Her last point in the above was a demand to make the conclusions of the paper wander even further from what was supported by the study, stating the authors’ unsupported political opinions even more strongly. Needless to say, the authors complied with that one.
Finally, a few selections from Sharapova’s minor suggestions:
5) Newer publication is available to support “Tobacco use remains the leading cause of preventable death in the United States” claim, e.g. The Health Consequences of Smoking – 50 Years of Progress, A Report of the Surgeon General, 2014.
So not only did she notice that the authors were using irrelevant studies of smoking to make claims about smoke-free products, but she actually suggested another one.
10) The sample has about 60% of college educated people. It would be interesting to see a discussion of how it might have affected the study results.
She recognizes that the sample might be misleading, but fails to recognize that the main reason for this is that it is restricted to people who chose to never use the products in question. Instead, she only notices the deck-chairs level detail about them not representing that irrelevant subpopulation very well.
11) Discussion section, ‘It is worth noting that although participants were non-users of tobacco (who had not smoked more than 100 cigarettes or used smokeless tobacco more than 20 times in their lifetime), over 8% reported trying alternative tobacco products and over 4% were current (past month) users.’ It is not clear what do the current users consume.
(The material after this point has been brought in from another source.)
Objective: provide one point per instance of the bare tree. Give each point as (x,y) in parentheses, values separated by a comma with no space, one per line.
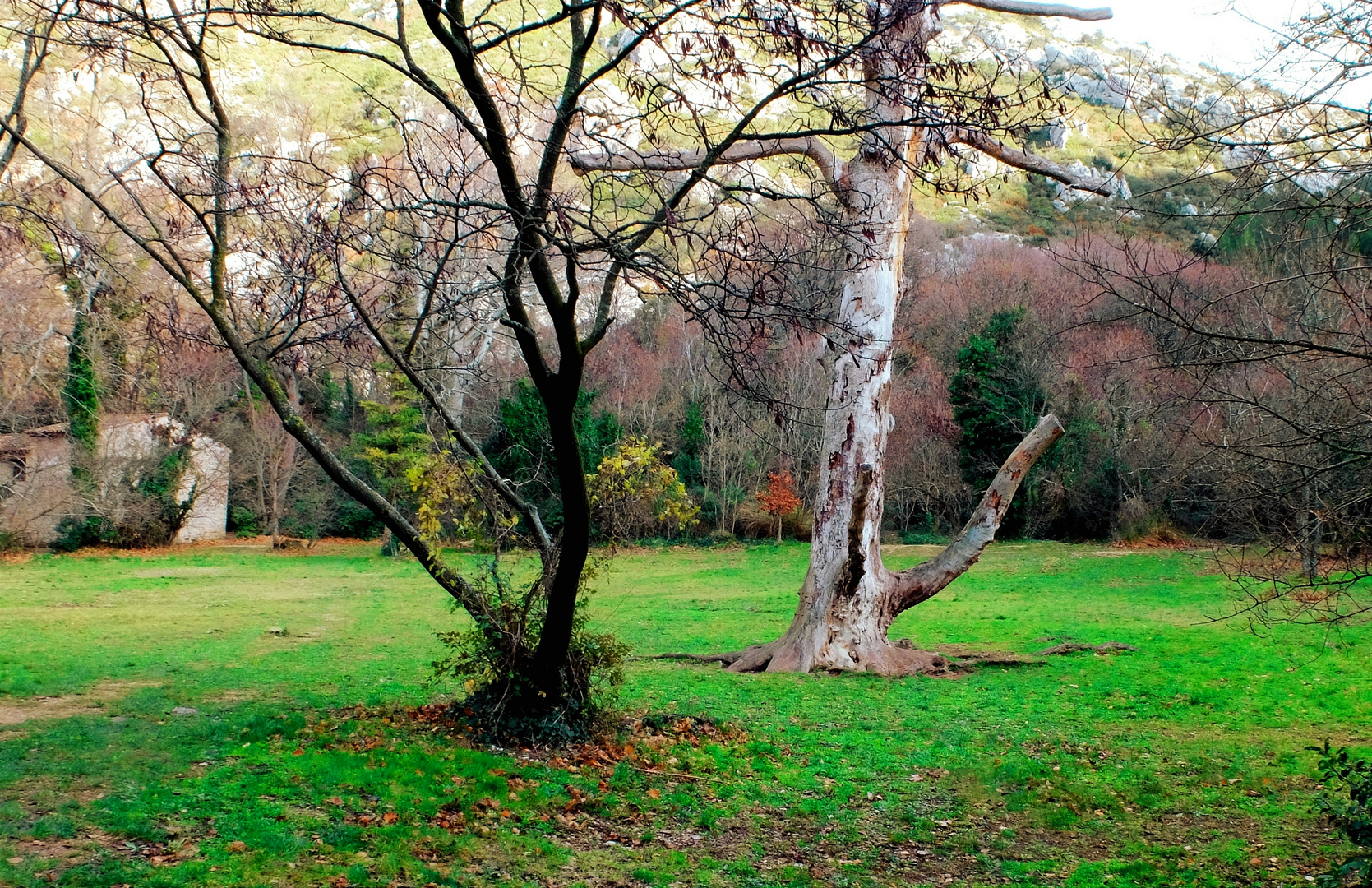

That is actually a legitimate catch. I noticed this weirdness too, though I did not bother to even mention it, given how trivial it was compared to the real problems. Still, it further illustrates she was aware of the issue I just noted, and still did not find it to be a problem. It turns out that the answer to her question as asked is in the next sentence, so the authors just blew this off with reference to that. But this still does not add up after reading that next sentence and Sharapova did not follow-up.
And there we have it. The rest of what she had to say was even less consequential than what I quoted.
You might think that this was an extreme case. To summarize, what we saw here was: one reviewer not even assessing the content and just making his recommendation about whether to publish based on what he thought of the conclusions; the second doing basically the same in terms of her recommendation to publish; the second reviewer making some comments, unlike the first, but failing to note any of the real problems; the second reviewer demanding a change that actually made the paper substantially worse.
But this is not an extreme case. I would say, based on extensive experience with reviews in public health journals, that this comes in at about the 40th percentile for quality in public health journal reviews. Maybe it is as low as the 30th percentile. So it is worse than average, but it is far from being an outlier. For tobacco-related reviews in public health, it is the modal experience, and comes in at about the 60th percentile, maybe even 70th.
So, who is feeling good about the institution of journal peer-review?